Intervention de Évelyne Didier

Réunion du 11 juillet 2016 à 16h00
Reconquête de la biodiversité de la nature et des paysages — Discussion en nouvelle lecture d'un projet de loi dans le texte de la commission

Photo de Évelyne DidierÉvelyne Didier :

… le projet de loi a pris en compte le problème de la pollution marine, notamment par les matières plastiques. Les océans n’ont donc pas été oubliés par ce texte.

C’est fondamental, car, là encore, il y a urgence. Des chercheurs de l’université d’Aberdeen, au Royaume-Uni, ont détecté des polluants d’origine humaine dans des fosses de l’océan indopacifique, à plus de 10 kilomètres de profondeur. Il s’agit notamment de polychlorobiphényles, ou PCB, composés industriels cancérigènes qui servaient à fabriquer du plastique et qui ont été interdits dans de nombreux pays depuis la fin des années 1970. À l’évidence, la Terre conserve tout !

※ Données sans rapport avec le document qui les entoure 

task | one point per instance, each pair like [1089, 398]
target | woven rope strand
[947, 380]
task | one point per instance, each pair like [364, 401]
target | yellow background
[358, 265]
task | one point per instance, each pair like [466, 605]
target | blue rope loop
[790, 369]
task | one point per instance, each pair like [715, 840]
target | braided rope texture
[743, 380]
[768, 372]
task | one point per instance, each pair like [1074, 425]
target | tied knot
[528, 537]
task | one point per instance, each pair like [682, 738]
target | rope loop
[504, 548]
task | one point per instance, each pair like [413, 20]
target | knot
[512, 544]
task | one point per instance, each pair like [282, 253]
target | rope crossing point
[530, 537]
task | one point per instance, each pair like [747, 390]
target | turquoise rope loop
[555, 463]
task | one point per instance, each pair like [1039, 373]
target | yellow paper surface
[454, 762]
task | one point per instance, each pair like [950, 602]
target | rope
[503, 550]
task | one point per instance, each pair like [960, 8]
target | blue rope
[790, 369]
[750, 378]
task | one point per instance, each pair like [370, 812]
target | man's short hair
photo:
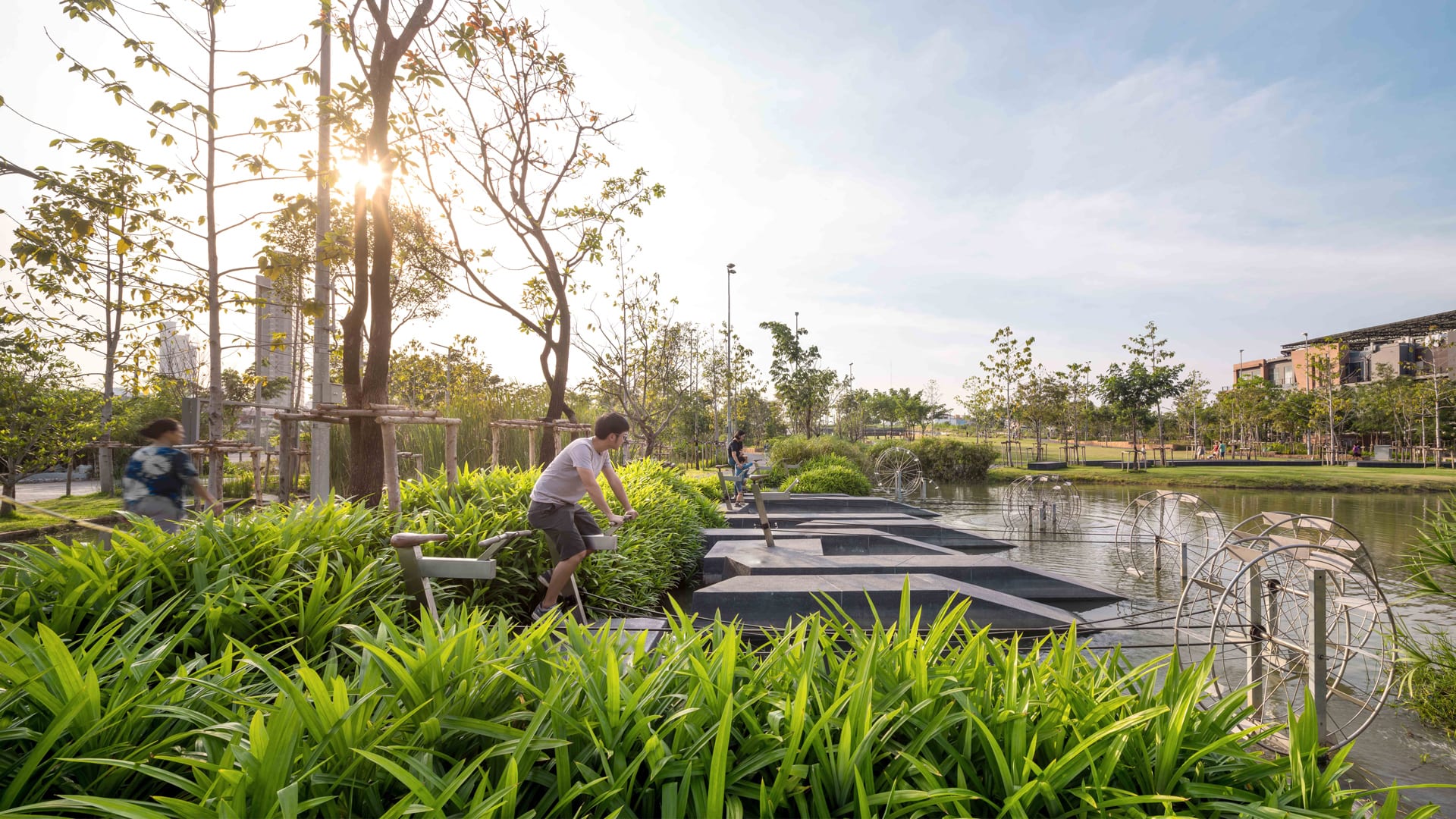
[612, 425]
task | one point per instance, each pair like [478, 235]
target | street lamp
[730, 352]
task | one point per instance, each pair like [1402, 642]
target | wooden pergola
[532, 426]
[391, 417]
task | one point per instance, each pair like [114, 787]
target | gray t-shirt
[560, 482]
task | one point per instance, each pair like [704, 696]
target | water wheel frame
[1155, 523]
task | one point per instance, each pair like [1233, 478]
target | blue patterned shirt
[158, 471]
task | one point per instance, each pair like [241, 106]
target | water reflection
[1386, 523]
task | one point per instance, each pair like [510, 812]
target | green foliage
[1430, 657]
[799, 449]
[471, 717]
[952, 460]
[832, 479]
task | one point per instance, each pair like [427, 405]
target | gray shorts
[166, 513]
[564, 523]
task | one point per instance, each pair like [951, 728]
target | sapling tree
[1008, 366]
[89, 253]
[509, 146]
[188, 117]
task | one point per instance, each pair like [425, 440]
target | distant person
[155, 477]
[557, 500]
[740, 465]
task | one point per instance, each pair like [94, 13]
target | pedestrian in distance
[155, 477]
[557, 502]
[740, 465]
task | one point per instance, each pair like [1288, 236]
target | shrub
[471, 719]
[952, 460]
[799, 449]
[833, 479]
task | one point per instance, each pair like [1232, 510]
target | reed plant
[472, 717]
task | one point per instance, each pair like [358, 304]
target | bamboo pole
[258, 479]
[452, 442]
[391, 465]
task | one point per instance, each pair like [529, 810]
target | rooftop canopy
[1383, 333]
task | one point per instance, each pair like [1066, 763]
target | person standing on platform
[155, 477]
[740, 465]
[557, 500]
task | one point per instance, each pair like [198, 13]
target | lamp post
[322, 292]
[730, 414]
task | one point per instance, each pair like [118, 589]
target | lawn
[1310, 477]
[76, 506]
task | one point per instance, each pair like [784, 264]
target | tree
[191, 111]
[645, 362]
[1076, 382]
[290, 251]
[1006, 366]
[419, 378]
[36, 385]
[799, 381]
[89, 253]
[1153, 352]
[379, 47]
[517, 134]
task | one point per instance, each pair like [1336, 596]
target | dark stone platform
[775, 601]
[814, 558]
[840, 504]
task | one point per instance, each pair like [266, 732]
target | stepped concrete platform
[778, 599]
[814, 558]
[839, 503]
[849, 538]
[951, 534]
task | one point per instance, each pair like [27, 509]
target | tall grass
[472, 719]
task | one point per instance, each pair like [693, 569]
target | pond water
[1397, 746]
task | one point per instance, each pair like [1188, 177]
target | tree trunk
[215, 325]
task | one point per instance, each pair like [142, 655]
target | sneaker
[565, 594]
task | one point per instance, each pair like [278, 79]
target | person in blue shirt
[155, 477]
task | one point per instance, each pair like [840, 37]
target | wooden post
[391, 466]
[258, 479]
[452, 442]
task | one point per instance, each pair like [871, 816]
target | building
[1420, 347]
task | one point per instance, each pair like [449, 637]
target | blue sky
[910, 177]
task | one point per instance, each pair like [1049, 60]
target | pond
[1397, 745]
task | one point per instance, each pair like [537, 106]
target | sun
[367, 174]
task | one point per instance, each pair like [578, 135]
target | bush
[471, 717]
[952, 460]
[832, 479]
[799, 449]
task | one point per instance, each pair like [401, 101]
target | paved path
[33, 493]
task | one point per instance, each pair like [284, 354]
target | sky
[912, 177]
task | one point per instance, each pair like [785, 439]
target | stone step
[777, 599]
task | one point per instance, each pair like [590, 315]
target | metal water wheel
[899, 471]
[1040, 500]
[1292, 620]
[1166, 529]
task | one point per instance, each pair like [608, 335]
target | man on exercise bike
[557, 500]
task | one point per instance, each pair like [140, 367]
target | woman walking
[155, 477]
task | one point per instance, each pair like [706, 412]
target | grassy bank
[80, 507]
[1257, 477]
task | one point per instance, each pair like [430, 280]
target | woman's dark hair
[161, 428]
[612, 425]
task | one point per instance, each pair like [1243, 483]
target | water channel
[1397, 746]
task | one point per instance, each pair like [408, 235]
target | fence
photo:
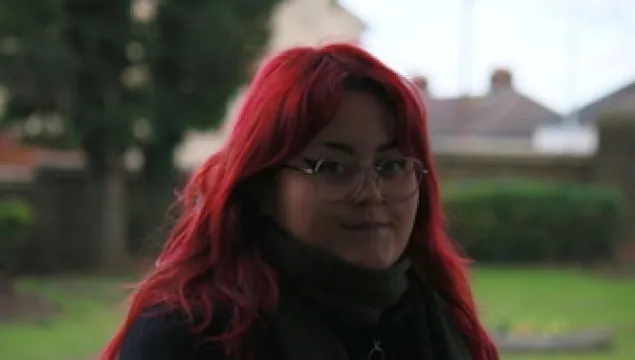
[62, 240]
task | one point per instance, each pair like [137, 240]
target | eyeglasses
[398, 178]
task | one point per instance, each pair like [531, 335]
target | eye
[331, 167]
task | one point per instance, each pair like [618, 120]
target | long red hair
[207, 260]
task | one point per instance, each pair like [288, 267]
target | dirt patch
[24, 307]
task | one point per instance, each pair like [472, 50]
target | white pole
[465, 47]
[572, 56]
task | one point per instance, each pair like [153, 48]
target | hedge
[16, 217]
[523, 221]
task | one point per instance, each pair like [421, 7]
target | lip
[365, 225]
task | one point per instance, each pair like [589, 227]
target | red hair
[207, 260]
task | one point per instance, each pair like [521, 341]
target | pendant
[377, 352]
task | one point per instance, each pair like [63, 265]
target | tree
[120, 82]
[66, 58]
[198, 52]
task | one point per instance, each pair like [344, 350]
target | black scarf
[320, 295]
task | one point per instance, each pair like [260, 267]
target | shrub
[522, 221]
[15, 219]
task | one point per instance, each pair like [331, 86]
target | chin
[374, 262]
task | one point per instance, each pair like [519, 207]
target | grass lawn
[90, 313]
[580, 300]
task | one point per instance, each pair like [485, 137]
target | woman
[316, 232]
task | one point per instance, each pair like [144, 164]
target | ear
[262, 190]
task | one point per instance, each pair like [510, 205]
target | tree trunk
[159, 177]
[110, 196]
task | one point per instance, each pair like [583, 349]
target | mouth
[365, 225]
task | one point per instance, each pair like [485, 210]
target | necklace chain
[377, 352]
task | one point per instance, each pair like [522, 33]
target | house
[622, 100]
[294, 23]
[503, 119]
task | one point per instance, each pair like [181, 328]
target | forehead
[363, 122]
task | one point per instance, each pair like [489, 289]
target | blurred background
[108, 105]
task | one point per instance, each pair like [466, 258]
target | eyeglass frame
[420, 171]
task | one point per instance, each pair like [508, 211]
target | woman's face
[362, 228]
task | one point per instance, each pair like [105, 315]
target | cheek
[406, 215]
[294, 208]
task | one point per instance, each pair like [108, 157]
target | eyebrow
[348, 149]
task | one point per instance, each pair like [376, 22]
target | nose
[368, 190]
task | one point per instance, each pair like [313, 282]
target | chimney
[500, 80]
[421, 82]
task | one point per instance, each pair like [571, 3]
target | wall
[62, 240]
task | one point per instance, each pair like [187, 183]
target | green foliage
[120, 82]
[15, 219]
[521, 221]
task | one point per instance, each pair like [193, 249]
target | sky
[563, 53]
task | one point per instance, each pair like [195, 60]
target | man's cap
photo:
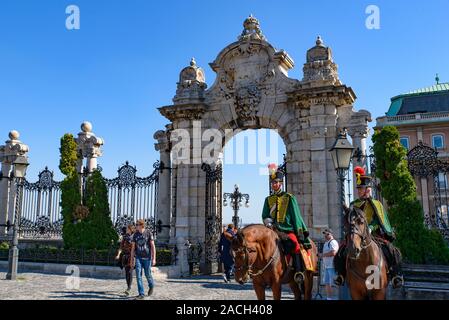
[362, 179]
[275, 173]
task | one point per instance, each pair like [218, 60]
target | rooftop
[429, 99]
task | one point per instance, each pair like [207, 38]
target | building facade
[422, 118]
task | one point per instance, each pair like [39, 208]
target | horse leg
[296, 290]
[276, 287]
[357, 293]
[308, 285]
[260, 291]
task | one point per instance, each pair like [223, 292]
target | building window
[438, 141]
[442, 215]
[442, 181]
[405, 142]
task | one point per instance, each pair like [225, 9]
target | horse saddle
[288, 247]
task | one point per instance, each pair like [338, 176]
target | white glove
[268, 222]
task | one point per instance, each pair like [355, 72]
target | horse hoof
[299, 277]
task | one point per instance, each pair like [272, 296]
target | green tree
[70, 190]
[99, 232]
[417, 243]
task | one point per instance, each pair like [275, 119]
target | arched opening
[245, 163]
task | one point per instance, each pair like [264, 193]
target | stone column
[89, 146]
[8, 153]
[163, 213]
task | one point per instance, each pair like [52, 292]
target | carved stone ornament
[320, 65]
[251, 30]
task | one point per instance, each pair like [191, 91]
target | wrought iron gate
[431, 171]
[213, 211]
[40, 208]
[130, 198]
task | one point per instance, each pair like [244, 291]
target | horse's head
[357, 231]
[240, 252]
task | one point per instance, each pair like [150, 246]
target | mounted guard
[281, 213]
[379, 227]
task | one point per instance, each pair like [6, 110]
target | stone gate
[252, 90]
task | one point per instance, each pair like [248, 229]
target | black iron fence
[430, 172]
[164, 256]
[130, 198]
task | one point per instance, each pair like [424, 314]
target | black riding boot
[299, 276]
[393, 257]
[340, 266]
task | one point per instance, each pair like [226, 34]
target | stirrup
[299, 277]
[397, 282]
[339, 280]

Comme vous le savez, mes chers collègues, en l’état actuel des technologies disponibles, nous ne sommes pas capables de récupérer les déchets plastiques qui s’amoncellent, notamment sous forme de microparticules, dans les mers et les océans.

C’est pourquoi j’ai défendu des amendements visant à agir en amont et à réduire les déchets à la source par l’interdiction des tiges plastiques des cotons-tiges, de produits d’hygiène, de soin et de cosmétique, ainsi que de détergents comportant des particules plastiques solides, y compris biodégradables. De nombreux pays dans le monde prennent des mesures dans ce sens. S’arc-bouter sur ce qui se fait, c’est polluer irrémédiablement les océans et empêcher nos entreprises d’être à la pointe du progrès !

Malgré tous ces éléments, le groupe CRC a voté en commission contre le projet de loi. En effet, sur un certain nombre de sujets d’importance, nous n’avons réussi ni à réduire les difficultés ni à gommer les divergences.

Ainsi, la commission a affaibli de manière regrettable le dispositif de l’article 2. Le principe d’action préventive concerne désormais les seules atteintes « significatives » à la biodiversité. Ce principe – nous en convenons avec vous, monsieur le rapporteur – n’est pas très précis ; tel est le cas des grands principes que le législateur acte et qui sont ensuite définis par la jurisprudence. Avec l’ajout de cet adjectif, on s’expose à des atteintes à la biodiversité causées par une méconnaissance des écosystèmes.

En outre, l’objectif d’absence de perte nette de biodiversité, voire de gain de biodiversité, que doit viser le principe d’action préventive a été supprimé au motif de l’incertitude juridique qu’il entraînerait. Il y a effectivement là une difficulté à quantifier ; pour autant, laissons, là encore, la jurisprudence s’établir et conservons cet objectif. Sinon, on risque de ne pas considérer la perte de biodiversité comme un problème.

La définition du principe de non-régression a elle aussi été supprimée, pour les mêmes motifs. Ce n’est pas une bonne chose, car ce principe permet d’introduire dans la loi l’idée selon laquelle trop de biodiversité se perd, un phénomène qui doit être enrayé. Certes, ces principes sont nouveaux, mais le principe de précaution l’a été avant eux. Ce n’est pas une raison suffisante pour ne pas les poser solennellement dans la loi.

Enfin, l’interdiction des néonicotinoïdes a suscité de vives émotions, mais il y a des avancées dans les esprits. Selon nous, il n’y a pas de solution acceptable et efficace hormis la généralisation de l’interdiction de ces produits dans un délai proche. Nous avions demandé qu’elle soit effective en 2017, mais nous nous rallierons à la date du 1er septembre 2018. Il faut que ce dossier avance, car ces insecticides sont délétères en raison de leurs effets dits « cocktails », de leur rémanence et de leur très grande toxicité.

Les dérogations qui ont été instaurées ne sauraient devenir la règle, et la règle, l’exception. Les solutions de substitution sont déjà expérimentées à travers des pratiques agronomiques intelligentes. Nous pensons que les solutions doivent venir des agriculteurs et non pas de l’industrie chimique, qui ne manque jamais d’ingéniosité pour remplacer, à chaque interdiction, les produits dangereux par de nouvelles molécules plus puissantes et plus nocives.

Dans l’ensemble, nous sommes favorables au texte adopté par l’Assemblée nationale, même si certaines mesures restent en deçà de nos espérances. Une chose est pourtant sûre : personne ne pourra plus considérer la perte de biodiversité comme quelque chose d’anodin. Au fond, notre préférence constante pour le préventif, plutôt que pour le curatif, qui vise à ne pas dégrader pour éviter l’ensemble des coûts de la réparation, trouve un écho dans ce projet de loi.